Rataria é uma sucessão de “kamiquase haicais” que o autor começou a escrever há 6 anos, quando assumiu o governo o agora réu por tentativa de golpe de Estado Jair Bolsonaro. A sensação era de casa tomada, a mediocridade tinha perdido a modéstia e os fascistas estavam no cio. Ante o ambiente carregado e a tragédia que se anunciava, o escritor refugiou-se no formato exíguo do texto cadenciado e na ironia e humor para equilibrar suas chacras (e, principalmente, como uma estratégia de resistência): “Para cada cagada/Uma macacada”. Por isso, o lançamento do livro, coincidindo com o naufrágio judicial daquela corrente que tinha tomado o poder, virou prenúncio de uma grande festa nesta sexta.

Como em Maus, clássico romance gráfico de Art Spiegelman, Haroldo tinha em mente uma alegoria que sempre funciona: os animais seriam o fio condutor, a exacerbação do elo entre comportamentos humanos e animais – emoldurado pelos desenhos do naturalista suíço Conrad Gessner (1516-1565), o Gustave Doré da viagem de Sereza. “Quando algum animal surgia no noticiário ou nas leituras que realizava, fazia alguma pesquisa, envolvendo literatura e ciência, o que, creio, é perceptível nos poemas, a quase totalidade escrita no primeiro semestre de 2019”, contou o autor. “A junção de literatura e biologia não era exatamente uma novidade para mim, devo dizer”, ele conta, lembrando que chegou a ser finalista de um concurso da USP aos 18 anos com uma coletânea de poesia sobre o reino animal.

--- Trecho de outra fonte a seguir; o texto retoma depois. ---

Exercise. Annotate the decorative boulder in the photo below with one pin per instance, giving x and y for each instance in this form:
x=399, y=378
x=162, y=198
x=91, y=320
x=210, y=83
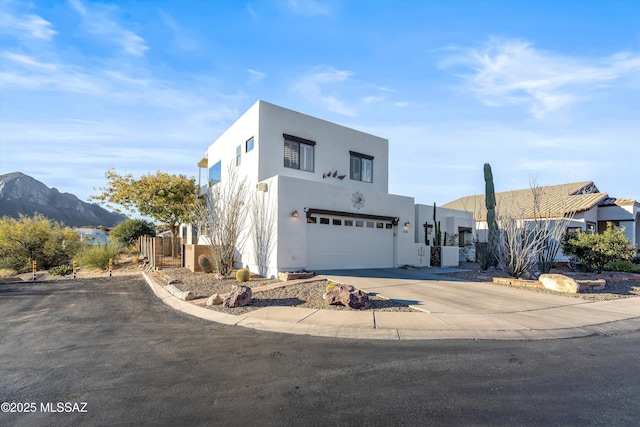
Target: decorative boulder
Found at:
x=214, y=299
x=347, y=296
x=240, y=296
x=559, y=283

O título do livro, Rataria, veio de um relatório da Polícia Federal sobre o grupo que tentou assaltar o poder no Brasil em 2022 e 2023. A política permeia os poemas, que não têm nada de mimimi – são articulados em torno das rótulas da História, não raro fazendo pontes com o passado mais sombrio do País. “Se insistirem, terão a ponta da praia como destino”, diz o autor. A Ponta da Praia era como os torturadores da ditadura civil-militar (que assassinou Rubens Paiva, entre milhares de outros) chamavam a Restinga da Marambaia, no Rio, onde executavam presos políticos após torturá-los barbaramente. Outro episódio, esse mais simbólico, é a referência ao dia 2 de abril de 1987, quando a pequena cidade de Formiga, em Minas Gerais, foi bombardeada com duas bombas atômicas pela Força Aérea Brasileira – as bombas eram réplicas de treinamento de bombardeio, para a sorte de Formiga, mas azar da consciência nacional.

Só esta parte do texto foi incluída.